恭章咬着牙齿,忍受着呼之欲出的快感。不过他马上就弃械投降了。
“嗯……、嗯……”
每当手指翻搅的刹那,恭章就会发出虚弱的呻吟。名高邪恶地笑了。
“舒服吗?”
别再问了,温润的眼瞳睨著名高。名高笑了出来。双眸更添严厉。
面对笑个不停的名高,气急败坏的恭章威吓般地伸出拳头。然而,名高的手指却老神在在地更往内部伸去。
“嗯!”
恭章一个仰身。
花蕾固执地闭合起来。
“好紧。”
名高笑得颇具深意,同时用指甲微微撑开肉壁。
“不要。”
恭章用嘶哑的声音说着。
“怎么?害羞吗?”
“……”
恭章咬紧下唇,别过脸。
“现在害羞未免嫌太晚了吧!我们总是用这个地方——”
干燥的指腹朝苦花蕾中心潜入。
“连接彼此呢!”
即使看见恭章的狼狈相,名高也不打算心软。他继续使坏。
“我老想插入这个可爱的小孔。”
“别说了。”
情欲难耐的恭章看起来十分煽情撩人。
“喂,我帮你舔吧?”
“住口、住口。我真的要揍你了。”
恭章虚张声势地抡起拳头。名高揪紧恭章的腰,强迫他躺在自己身旁。
“你要做什么……”
无视于恭章的抗议,名高大大打开他的膝盖,头部钻入对力的股间。舌头抵住了紧绷的花蕾。
“啊啊!”
恭草的身体剧烈向后仰去。同一时间,高昂的前端也一口气涌出透明汁液。
“请、请你住手!”
名高拉回作势逃走的苦闷身躯,执拗地来回舔舐。每当丰厚的舌头掠过最为敏感的部位,恭章就会发出小小的啜泣声。
一点一点融化固执的内壁皱折后,紧绷的蕊心开始绽放。过了一阵子,它终于有所需求地阵阵收缩。
恭章的呻吟声越来越高亢。
“怎么啦?已经可以进去了吗?”
名高故意在恭章耳边淫荡地呢喃道。没有回答。不过,名高已经充分了解恭章的心意。他撑开恭章的膝盖,打开对方的大腿。
然后,将膨胀隆起的男性象征打入洞开的秘所。
“——!”
恭章从喉咙深处泄出哀鸣。
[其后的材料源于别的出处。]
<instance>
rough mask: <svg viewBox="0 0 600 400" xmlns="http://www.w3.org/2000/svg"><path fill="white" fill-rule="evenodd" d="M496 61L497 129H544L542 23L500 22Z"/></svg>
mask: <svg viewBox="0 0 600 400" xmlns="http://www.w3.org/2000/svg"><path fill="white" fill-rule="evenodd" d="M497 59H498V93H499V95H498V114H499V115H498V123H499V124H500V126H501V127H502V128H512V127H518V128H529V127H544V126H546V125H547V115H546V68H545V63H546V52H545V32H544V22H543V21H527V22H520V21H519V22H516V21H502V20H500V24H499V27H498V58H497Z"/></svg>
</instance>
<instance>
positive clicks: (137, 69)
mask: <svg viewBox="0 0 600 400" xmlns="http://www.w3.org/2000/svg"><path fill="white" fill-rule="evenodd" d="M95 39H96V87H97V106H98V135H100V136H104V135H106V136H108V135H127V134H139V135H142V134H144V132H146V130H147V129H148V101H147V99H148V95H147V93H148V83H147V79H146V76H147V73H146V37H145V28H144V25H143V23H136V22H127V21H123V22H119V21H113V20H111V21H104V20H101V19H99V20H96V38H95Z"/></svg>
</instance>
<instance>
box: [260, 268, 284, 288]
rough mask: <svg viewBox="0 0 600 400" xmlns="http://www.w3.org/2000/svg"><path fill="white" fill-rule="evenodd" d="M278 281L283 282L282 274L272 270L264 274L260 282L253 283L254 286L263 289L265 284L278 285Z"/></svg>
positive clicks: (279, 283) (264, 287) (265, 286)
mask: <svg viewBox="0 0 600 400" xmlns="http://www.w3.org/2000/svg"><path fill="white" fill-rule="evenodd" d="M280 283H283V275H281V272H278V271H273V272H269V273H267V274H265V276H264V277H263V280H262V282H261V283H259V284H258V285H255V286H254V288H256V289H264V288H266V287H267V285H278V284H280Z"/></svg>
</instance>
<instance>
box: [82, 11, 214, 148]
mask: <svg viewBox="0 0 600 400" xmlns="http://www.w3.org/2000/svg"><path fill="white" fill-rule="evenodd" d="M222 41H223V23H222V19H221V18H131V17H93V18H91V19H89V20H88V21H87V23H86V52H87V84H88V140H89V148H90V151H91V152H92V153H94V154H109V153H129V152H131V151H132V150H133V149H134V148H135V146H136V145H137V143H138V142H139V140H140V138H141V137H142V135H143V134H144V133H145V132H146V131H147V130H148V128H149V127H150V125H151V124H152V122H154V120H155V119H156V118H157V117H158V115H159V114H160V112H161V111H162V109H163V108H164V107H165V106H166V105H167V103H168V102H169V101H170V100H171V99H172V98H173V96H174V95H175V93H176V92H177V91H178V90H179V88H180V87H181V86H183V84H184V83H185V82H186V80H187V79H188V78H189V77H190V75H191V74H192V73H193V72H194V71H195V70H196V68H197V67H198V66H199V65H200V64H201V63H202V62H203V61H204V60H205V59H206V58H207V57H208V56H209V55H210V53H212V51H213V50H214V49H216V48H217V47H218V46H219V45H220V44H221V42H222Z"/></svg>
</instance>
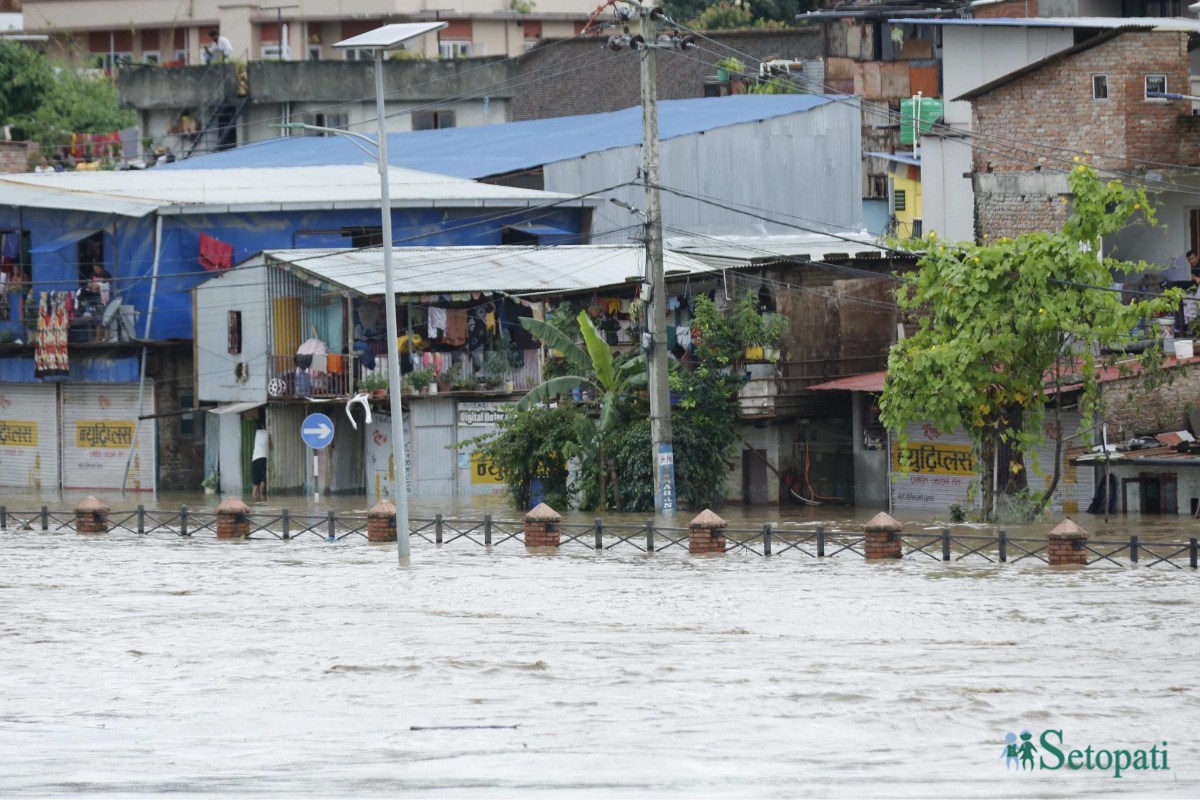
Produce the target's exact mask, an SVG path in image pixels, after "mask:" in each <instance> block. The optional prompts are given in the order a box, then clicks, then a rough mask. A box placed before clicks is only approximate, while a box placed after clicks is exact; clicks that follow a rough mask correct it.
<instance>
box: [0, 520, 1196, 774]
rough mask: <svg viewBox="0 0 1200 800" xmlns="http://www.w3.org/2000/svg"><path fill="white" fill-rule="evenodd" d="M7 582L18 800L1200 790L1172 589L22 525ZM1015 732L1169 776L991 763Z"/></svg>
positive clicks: (685, 555) (0, 721) (792, 566)
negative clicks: (401, 567) (385, 796)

他的双手求救似地在床头乱抓一番。名高轻易就用单于制住恭章的动作,再度挺进腰杆。
“好痛、好痛!”
“忍耐一下。马上就让你舒服。”
“啊、啊啊……!”
黏膜被激烈地摩擦着,加上前方又被挑逗玩弄,恭章已经无法分辨是痛感还是快感了。
“啊…、啊、啊、啊……”
恭章不断地呻吟。
名高提高了律动的速度。
靠着仅存的模糊理性,恭草热切地发出不成调的言词。
这是最后的记忆。
醒过来的时候,恭章已经好好地躺在床上。名高就在他的身旁。
虽然还是全裸状态,不过两人的身体已经分开了。
“没事吧?”
恭章原本想点头,可是股间的钝痛却让他不自觉地皱起眉头。那里好象还留有情交时的感觉。
“别太勉强了。”
大手安抚着恭章的头发。动作极其缓慢温柔。男同志的缠绵中,受方通常要承受着莫大的负担。或许这就是名高的道歉方式吧!
“我没事的……”
为了让名高安心,恭章故意在铁青的脸上挤出一抹笑容。
名高见状不禁苦笑。那表情宛若恶作剧被发现之后的孩子王。名高静静地将略显虚弱的身体拥入怀中。
恭章笑着将身体交给名高厚实的胸膛。
虽然整个背脊和花蕾周围正火辣辣地刺痛着,不过全身包围在他人体温中的感觉却也不坏。一阵睡意向恭章袭来。
两人互相品尝着彼此的肌肤温度,舒服地进入梦乡。